Something for the Bulls to take heart from was that they showed enough ticker to get out of the proverbial jailhouse on Saturday: they had been an ominous 19-9 down with around half an hour to go and still making maddening basic errors or falling foul of referee Marius Jonker at the breakdown (their old bugbear) to impede their rhythm.
So not going home empty-handed was a decent enough outcome, coupled with the fact that a victory over WP at Loftus would enormously revitalize their quest for to reach the knockout phase.
That is because the Bulls’ ordinary-season run-in is more favourable on paper than most: while the Lions away remains a potentially nasty hurdle for them, they end their programme with matches against the Pumas, Griquas and Leopards respectively.
“Crisis”, then, can be a relative concept, and also a surprisingly short-lived one in sport.

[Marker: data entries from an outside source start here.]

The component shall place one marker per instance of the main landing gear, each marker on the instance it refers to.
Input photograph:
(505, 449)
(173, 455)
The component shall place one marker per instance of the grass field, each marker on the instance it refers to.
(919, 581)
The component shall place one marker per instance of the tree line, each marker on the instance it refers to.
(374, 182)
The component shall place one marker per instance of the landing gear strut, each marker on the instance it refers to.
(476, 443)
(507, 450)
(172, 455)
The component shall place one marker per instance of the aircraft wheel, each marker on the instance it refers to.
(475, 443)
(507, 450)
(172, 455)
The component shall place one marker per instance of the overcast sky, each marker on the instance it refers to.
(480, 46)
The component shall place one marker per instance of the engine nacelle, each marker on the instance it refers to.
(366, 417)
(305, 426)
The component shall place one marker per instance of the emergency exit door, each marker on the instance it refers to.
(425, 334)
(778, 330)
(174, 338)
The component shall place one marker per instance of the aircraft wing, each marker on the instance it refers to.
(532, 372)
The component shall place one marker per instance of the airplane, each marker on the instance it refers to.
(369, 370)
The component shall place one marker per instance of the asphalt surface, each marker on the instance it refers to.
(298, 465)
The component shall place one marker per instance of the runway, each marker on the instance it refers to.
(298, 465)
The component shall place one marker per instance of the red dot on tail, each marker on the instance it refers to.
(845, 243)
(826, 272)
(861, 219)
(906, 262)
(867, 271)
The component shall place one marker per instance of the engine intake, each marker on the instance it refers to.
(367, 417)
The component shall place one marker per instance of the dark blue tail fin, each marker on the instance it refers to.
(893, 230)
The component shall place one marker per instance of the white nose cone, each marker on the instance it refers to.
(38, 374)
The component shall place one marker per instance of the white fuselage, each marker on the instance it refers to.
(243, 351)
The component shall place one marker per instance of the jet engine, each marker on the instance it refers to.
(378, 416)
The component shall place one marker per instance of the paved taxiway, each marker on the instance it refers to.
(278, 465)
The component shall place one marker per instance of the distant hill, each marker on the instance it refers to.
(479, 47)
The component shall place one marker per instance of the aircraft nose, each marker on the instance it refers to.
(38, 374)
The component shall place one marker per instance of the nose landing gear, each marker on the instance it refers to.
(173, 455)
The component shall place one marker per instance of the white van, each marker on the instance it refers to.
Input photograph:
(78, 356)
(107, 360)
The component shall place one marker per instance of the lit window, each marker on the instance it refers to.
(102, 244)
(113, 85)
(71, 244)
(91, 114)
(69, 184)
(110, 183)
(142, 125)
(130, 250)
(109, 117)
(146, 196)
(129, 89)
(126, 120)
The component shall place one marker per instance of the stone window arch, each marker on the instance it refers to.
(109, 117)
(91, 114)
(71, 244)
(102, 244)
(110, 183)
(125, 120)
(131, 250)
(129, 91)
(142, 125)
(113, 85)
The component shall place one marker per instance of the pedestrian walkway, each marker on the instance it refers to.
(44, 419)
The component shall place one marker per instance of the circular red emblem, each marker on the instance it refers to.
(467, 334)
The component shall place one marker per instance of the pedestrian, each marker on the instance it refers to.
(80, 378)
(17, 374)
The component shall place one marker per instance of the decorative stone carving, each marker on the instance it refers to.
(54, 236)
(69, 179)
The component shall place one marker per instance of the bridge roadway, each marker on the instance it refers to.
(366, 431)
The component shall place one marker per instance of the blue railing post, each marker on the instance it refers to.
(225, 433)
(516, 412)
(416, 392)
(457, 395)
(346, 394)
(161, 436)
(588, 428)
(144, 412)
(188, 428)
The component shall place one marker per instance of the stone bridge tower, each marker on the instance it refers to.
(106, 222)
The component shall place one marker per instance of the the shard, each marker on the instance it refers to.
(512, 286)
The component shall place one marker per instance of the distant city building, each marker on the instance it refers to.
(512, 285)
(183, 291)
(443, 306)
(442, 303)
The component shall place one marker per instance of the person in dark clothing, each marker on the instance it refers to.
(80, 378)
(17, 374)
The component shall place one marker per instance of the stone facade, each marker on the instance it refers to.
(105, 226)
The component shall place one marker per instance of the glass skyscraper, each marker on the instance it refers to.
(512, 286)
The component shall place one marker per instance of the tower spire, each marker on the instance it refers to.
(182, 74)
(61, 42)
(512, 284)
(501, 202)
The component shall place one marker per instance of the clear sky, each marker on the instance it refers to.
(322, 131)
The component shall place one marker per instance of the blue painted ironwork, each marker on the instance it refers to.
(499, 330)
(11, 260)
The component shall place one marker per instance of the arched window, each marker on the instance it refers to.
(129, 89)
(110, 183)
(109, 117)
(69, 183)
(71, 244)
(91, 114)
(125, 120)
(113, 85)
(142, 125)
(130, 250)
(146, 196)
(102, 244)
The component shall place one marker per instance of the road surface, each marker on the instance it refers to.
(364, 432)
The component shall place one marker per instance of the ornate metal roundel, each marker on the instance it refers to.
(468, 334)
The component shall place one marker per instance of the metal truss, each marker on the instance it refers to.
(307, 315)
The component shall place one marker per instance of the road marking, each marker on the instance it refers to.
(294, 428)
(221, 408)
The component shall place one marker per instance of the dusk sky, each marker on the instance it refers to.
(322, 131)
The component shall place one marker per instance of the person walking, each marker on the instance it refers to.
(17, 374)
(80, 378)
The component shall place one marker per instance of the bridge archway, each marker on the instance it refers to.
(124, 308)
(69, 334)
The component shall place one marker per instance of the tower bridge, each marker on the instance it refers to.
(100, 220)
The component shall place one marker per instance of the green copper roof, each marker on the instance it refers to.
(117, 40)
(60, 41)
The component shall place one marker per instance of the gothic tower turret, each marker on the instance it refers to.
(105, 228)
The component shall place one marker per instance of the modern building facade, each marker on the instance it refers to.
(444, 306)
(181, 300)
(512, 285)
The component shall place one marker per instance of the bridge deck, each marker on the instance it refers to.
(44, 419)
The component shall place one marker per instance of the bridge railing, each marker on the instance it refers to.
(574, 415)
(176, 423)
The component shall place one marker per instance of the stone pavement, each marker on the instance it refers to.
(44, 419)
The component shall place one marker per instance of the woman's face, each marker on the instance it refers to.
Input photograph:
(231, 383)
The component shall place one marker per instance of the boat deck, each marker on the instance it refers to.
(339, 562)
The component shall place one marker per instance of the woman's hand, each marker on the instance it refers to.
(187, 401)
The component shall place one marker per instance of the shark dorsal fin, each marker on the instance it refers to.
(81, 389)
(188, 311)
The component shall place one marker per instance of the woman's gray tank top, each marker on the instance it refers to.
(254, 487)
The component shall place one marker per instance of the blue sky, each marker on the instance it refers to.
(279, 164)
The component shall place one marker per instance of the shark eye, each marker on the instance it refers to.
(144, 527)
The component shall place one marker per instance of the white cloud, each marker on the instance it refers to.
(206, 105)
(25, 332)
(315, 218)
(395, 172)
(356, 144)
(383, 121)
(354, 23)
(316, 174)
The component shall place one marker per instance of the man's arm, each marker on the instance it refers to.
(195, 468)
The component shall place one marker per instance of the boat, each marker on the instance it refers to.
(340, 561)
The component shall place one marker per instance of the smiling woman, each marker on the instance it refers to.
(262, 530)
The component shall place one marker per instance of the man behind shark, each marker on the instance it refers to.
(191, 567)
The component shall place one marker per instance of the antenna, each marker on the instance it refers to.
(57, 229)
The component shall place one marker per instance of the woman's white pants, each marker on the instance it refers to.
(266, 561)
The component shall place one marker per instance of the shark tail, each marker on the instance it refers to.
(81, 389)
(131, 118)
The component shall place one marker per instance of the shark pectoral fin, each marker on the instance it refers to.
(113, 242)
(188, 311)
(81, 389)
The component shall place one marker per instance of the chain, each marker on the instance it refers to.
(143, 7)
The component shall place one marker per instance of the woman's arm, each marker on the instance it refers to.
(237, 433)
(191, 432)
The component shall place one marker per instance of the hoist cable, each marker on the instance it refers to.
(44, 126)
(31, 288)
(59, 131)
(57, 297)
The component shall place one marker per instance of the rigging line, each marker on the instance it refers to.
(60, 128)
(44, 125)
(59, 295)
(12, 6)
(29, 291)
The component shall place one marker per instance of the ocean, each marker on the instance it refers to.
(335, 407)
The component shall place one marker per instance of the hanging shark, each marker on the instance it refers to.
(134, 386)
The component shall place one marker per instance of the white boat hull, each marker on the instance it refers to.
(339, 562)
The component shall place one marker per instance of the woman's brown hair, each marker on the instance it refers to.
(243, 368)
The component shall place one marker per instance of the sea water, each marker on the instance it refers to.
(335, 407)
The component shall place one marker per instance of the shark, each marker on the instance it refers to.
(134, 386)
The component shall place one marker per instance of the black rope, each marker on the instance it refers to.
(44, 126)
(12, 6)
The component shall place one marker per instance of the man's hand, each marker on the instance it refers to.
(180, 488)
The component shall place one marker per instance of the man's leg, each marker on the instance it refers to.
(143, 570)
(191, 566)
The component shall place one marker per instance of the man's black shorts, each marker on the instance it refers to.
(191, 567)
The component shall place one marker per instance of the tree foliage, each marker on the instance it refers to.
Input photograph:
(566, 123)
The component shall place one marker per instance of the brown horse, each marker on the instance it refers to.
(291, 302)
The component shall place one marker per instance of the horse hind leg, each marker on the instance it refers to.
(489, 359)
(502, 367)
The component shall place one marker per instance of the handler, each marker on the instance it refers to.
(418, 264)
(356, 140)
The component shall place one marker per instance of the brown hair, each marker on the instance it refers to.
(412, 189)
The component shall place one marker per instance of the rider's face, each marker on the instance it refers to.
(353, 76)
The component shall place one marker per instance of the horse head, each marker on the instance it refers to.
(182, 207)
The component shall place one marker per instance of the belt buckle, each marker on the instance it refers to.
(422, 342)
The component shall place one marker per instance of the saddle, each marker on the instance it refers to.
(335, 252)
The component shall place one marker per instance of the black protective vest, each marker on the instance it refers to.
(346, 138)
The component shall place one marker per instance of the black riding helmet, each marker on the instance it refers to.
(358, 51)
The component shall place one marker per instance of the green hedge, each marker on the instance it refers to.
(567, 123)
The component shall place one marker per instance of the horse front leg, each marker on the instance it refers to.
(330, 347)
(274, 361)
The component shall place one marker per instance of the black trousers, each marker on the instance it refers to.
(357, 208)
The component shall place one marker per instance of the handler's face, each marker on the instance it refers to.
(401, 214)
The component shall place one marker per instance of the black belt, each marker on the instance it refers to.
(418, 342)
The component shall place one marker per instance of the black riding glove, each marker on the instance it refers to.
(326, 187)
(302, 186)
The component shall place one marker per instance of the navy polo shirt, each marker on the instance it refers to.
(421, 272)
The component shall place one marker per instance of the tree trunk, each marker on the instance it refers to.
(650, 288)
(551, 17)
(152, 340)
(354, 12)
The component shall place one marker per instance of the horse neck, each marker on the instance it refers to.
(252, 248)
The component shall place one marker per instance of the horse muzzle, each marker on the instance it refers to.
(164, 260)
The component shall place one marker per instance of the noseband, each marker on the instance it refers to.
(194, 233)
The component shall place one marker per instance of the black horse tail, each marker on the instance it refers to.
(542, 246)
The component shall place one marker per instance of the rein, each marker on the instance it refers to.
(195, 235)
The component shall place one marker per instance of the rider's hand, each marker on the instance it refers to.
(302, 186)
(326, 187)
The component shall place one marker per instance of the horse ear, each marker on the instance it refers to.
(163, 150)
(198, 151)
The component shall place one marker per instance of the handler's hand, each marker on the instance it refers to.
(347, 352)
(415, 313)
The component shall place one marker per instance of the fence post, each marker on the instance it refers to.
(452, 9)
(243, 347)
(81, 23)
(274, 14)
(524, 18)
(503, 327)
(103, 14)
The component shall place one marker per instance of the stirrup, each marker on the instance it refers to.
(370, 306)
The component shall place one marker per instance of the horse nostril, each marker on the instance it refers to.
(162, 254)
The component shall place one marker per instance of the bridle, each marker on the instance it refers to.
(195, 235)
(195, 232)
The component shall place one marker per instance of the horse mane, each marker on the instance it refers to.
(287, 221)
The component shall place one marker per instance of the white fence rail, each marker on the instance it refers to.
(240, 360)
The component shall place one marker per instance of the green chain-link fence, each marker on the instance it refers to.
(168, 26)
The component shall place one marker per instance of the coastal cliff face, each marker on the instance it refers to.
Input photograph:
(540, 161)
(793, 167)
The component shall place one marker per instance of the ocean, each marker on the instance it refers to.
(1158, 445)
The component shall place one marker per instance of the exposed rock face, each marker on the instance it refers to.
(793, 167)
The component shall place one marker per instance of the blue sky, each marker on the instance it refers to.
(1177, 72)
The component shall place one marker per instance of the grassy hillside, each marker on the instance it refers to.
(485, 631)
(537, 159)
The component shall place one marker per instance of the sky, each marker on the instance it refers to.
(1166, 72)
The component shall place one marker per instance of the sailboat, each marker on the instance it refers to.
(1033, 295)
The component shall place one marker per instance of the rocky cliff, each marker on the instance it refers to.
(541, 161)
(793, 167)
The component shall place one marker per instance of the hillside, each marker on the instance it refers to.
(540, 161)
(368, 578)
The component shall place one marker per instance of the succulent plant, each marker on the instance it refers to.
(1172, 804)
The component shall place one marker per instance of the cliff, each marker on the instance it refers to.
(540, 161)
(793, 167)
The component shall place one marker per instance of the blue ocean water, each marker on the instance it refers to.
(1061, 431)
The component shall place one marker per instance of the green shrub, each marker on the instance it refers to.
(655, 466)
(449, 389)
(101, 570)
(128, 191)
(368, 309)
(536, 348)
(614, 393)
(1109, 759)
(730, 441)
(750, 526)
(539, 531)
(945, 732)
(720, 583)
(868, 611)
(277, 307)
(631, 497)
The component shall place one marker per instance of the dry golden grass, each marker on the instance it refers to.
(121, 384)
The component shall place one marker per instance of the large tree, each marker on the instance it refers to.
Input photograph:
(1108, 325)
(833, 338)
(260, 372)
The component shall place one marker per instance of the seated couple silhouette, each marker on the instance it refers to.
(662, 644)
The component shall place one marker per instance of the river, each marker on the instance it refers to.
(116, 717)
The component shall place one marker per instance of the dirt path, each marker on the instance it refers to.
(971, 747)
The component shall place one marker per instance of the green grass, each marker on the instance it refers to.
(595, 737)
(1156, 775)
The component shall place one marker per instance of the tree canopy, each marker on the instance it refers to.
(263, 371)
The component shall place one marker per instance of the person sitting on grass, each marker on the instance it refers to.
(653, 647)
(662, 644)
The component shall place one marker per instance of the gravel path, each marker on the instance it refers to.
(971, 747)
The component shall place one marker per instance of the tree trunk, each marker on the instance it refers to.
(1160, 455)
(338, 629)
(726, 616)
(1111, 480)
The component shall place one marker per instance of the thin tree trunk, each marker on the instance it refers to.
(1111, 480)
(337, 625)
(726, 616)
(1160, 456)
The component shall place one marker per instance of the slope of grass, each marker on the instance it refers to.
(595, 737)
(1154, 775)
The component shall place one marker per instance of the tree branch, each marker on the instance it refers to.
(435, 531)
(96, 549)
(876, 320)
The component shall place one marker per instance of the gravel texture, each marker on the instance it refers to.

Back on the Bloemfontein scrap, perhaps the most tormented individual afterwards would have been the Cheetahs’ Baby Bok flyhalf Johan Goosen, who had seemed a slightly surprising retention ahead of Sias Ebersohn -- but enormously justified Drotske’s faith in him on the day.
Apart from kicking flawlessly off the tee and rightly earning some “new De Wet Ras?” suggestions from veteran commentator Hugh Bladen as the youthful customer nonchalantly banged over one from 61 metres, Goosen was also responsible for the beautiful, clean break that led to the Cheetahs’ only try for substitute second-rower Wilhelm Steenkamp.
But this game was so infested with a “mixed fortunes” characteristic that it couldn’t have come as too much of a surprise that the man of the match was reluctantly forced from the field with cramp in the final quarter … when the Bulls’ rearguard action clicked into place.Next week’s fixtures:
Friday: Leopards v Lions, Potchefstroom
Saturday: Cheetahs v Sharks, Bloemfontein; Griquas v Pumas, Kimberley; Blue Bulls v Western Province, Pretoria.